September 8.—Henry turned up in a carriage and pair, and we spent all the afternoon together. It is a strange place to meet in after seventeen months, he coming from British Columbia, I from London. A fancy strikes me that it is symbolic of the way in which the whole empire has rallied together for a common end on African soil. He is still very lame, though called convalescent, and we are trying to work his transfer over here. The day-sister has very kindly written a letter to the commanding officer at his camp about it. We compared notes, and found we had enough money to luxuriously watch his carriage standing outside at five shillings an hour. It cost a pound, but it was worth it. We had so much to talk about, that we didn’t know where to begin. A band was playing all the afternoon, and a tea-party going on somewhere, to which Miss Roberts came. She came round the tents also and talked to the men. It turns out that Henry and I both came down from the front on the same day from widely different places, for he was wounded at Belfast, under Buller.
September 9.—Jock gave us a complete concert last night, songs, interspersed with the maddest, most whimsical patter, step-dances, ventriloquism, recitations.
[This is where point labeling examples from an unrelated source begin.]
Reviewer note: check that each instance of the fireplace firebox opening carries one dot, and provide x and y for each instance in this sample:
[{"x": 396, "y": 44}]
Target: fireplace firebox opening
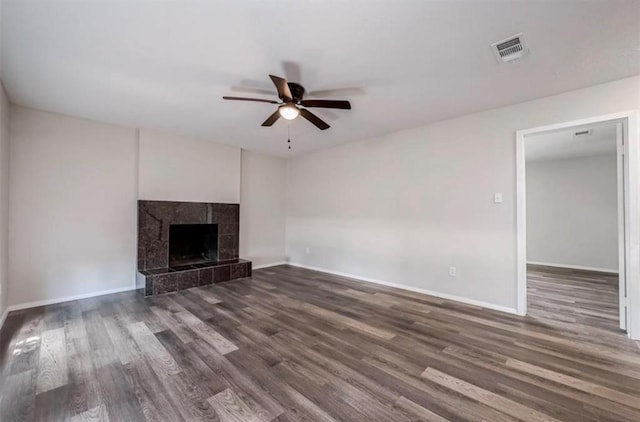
[{"x": 192, "y": 243}]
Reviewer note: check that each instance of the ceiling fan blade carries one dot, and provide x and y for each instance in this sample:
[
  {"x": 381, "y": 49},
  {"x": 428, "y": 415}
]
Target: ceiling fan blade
[
  {"x": 272, "y": 119},
  {"x": 314, "y": 119},
  {"x": 261, "y": 100},
  {"x": 344, "y": 105},
  {"x": 282, "y": 86}
]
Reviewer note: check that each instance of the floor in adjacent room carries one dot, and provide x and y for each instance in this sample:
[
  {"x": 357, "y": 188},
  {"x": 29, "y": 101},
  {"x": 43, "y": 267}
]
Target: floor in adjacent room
[
  {"x": 568, "y": 296},
  {"x": 291, "y": 344}
]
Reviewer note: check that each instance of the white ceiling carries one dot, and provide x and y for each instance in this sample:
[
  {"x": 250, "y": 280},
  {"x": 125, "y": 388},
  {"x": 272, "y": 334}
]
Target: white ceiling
[
  {"x": 563, "y": 144},
  {"x": 166, "y": 64}
]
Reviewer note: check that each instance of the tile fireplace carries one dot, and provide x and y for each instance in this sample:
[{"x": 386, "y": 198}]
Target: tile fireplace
[{"x": 187, "y": 244}]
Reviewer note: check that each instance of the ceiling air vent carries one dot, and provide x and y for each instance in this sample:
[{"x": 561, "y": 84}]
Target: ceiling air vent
[{"x": 510, "y": 49}]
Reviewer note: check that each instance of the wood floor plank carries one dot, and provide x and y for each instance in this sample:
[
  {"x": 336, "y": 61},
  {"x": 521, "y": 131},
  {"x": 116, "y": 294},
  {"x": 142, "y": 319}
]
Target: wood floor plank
[
  {"x": 161, "y": 361},
  {"x": 52, "y": 365},
  {"x": 231, "y": 408},
  {"x": 486, "y": 397},
  {"x": 95, "y": 414}
]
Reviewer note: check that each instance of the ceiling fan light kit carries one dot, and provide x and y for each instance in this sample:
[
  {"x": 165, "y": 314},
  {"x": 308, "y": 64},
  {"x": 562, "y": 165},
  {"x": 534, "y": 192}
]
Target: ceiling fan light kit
[
  {"x": 289, "y": 111},
  {"x": 291, "y": 103}
]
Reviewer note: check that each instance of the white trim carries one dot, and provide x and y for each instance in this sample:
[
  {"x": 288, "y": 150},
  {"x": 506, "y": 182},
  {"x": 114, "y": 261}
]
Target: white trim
[
  {"x": 574, "y": 267},
  {"x": 447, "y": 296},
  {"x": 632, "y": 270},
  {"x": 3, "y": 318},
  {"x": 272, "y": 264},
  {"x": 66, "y": 299}
]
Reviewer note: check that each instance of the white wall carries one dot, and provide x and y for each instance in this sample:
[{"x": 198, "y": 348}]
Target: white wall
[
  {"x": 572, "y": 212},
  {"x": 262, "y": 209},
  {"x": 404, "y": 207},
  {"x": 73, "y": 200},
  {"x": 4, "y": 198},
  {"x": 176, "y": 168},
  {"x": 72, "y": 206}
]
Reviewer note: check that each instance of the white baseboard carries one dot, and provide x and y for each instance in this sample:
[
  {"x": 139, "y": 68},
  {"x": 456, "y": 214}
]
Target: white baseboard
[
  {"x": 271, "y": 264},
  {"x": 447, "y": 296},
  {"x": 66, "y": 299},
  {"x": 574, "y": 267}
]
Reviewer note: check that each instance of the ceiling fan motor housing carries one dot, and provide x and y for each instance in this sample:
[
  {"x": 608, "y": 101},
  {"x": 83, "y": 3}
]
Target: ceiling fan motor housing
[{"x": 297, "y": 91}]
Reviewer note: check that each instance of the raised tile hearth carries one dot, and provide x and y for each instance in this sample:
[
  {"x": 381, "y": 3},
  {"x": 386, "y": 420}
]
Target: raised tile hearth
[{"x": 187, "y": 244}]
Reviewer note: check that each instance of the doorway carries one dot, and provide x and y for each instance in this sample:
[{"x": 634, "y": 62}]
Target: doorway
[{"x": 578, "y": 182}]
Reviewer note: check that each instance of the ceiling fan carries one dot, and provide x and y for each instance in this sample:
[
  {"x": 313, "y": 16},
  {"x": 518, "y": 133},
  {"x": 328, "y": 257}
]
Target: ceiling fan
[{"x": 291, "y": 103}]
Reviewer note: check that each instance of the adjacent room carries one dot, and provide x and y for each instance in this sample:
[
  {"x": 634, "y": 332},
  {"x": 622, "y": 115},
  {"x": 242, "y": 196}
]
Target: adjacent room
[
  {"x": 575, "y": 230},
  {"x": 290, "y": 211}
]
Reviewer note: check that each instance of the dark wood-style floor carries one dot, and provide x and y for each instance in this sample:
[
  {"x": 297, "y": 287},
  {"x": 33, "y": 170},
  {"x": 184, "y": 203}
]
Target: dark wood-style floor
[
  {"x": 295, "y": 345},
  {"x": 564, "y": 296}
]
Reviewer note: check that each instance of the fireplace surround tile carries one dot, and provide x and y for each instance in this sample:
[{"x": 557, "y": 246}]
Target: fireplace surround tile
[{"x": 154, "y": 220}]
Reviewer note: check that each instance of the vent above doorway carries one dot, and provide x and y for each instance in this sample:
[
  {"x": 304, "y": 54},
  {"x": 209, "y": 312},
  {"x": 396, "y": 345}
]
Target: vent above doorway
[{"x": 510, "y": 49}]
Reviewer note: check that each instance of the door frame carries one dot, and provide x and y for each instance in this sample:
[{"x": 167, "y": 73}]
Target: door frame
[{"x": 630, "y": 121}]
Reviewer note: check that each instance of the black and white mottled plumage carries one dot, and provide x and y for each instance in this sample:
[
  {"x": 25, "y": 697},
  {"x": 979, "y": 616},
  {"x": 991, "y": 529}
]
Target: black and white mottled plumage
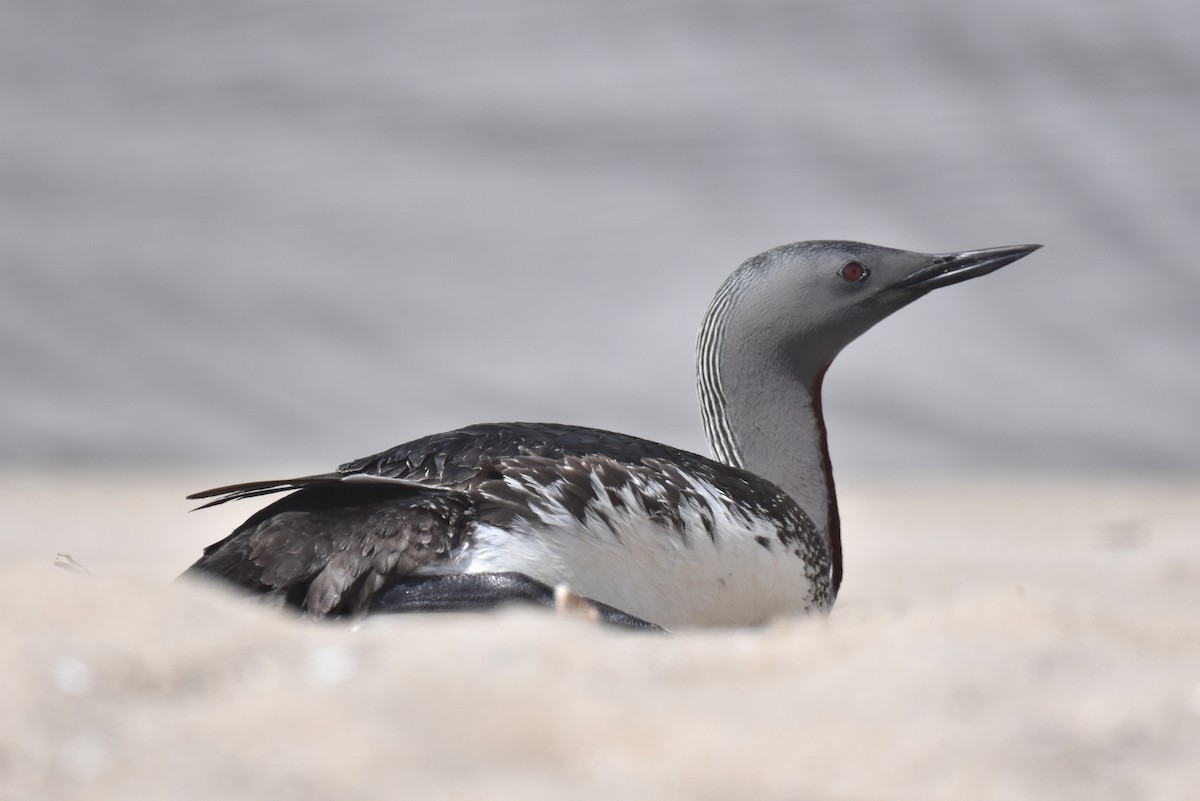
[
  {"x": 649, "y": 534},
  {"x": 609, "y": 512}
]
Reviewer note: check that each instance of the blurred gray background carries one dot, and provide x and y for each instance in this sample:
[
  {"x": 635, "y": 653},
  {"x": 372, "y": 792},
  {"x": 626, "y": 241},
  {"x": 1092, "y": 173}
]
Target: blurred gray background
[{"x": 250, "y": 232}]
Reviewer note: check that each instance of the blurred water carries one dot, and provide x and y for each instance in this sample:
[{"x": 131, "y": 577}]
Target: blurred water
[{"x": 270, "y": 232}]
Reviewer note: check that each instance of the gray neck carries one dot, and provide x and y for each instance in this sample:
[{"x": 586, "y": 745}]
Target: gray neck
[{"x": 762, "y": 413}]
He kept us in roars for a long time. Blended with the simplicity of a baby, he has the wisdom of the serpent, and has the knack of getting hold of odd delicacies, with which he regales the ward. He is perfectly well, by the way, but when the doctor comes round he assumes a convincing air of semi-convalescence, and refers darkly to his old wound. The doctor is not in the least taken in, but is indulgent, and not too curious. As soon as his back is turned, Jock is executing a reel in the middle of the ward.
The I.L.H. man is very interesting. Like most of his corps, which was recruited from the Rand, he has a position on a mine there, and must be well over forty. He had been through the Zulu war too. His squadron was with Buller all through the terrible struggle from Colenso to Ladysmith, which they were the first to enter. They were shipped off to the Cape and sent up to relieve Mafeking with Mahon. He has been in scores of fights without a scratch, but now has veldt sores. He says Colenso was by far the worst battle, and the last fortnight before the relief of Ladysmith was a terrible strain. But he spoke very highly of the way Buller fed his men. The harder work they did, the better they fared. (The converse is usually the case.) I have heard the same thing from other fellows; there seem to have been very good commissariat arrangements on that side of the country. From first to last all men who served under Buller seemed to have liked and trusted him. Curiously enough, he says that Ladysmith was in far worse case than Mafeking when relieved. The latter could have held out months longer, he thinks, and they all looked well. In Ladysmith you could have blown any of them over with a puff of air, and the defence was nearly broken down.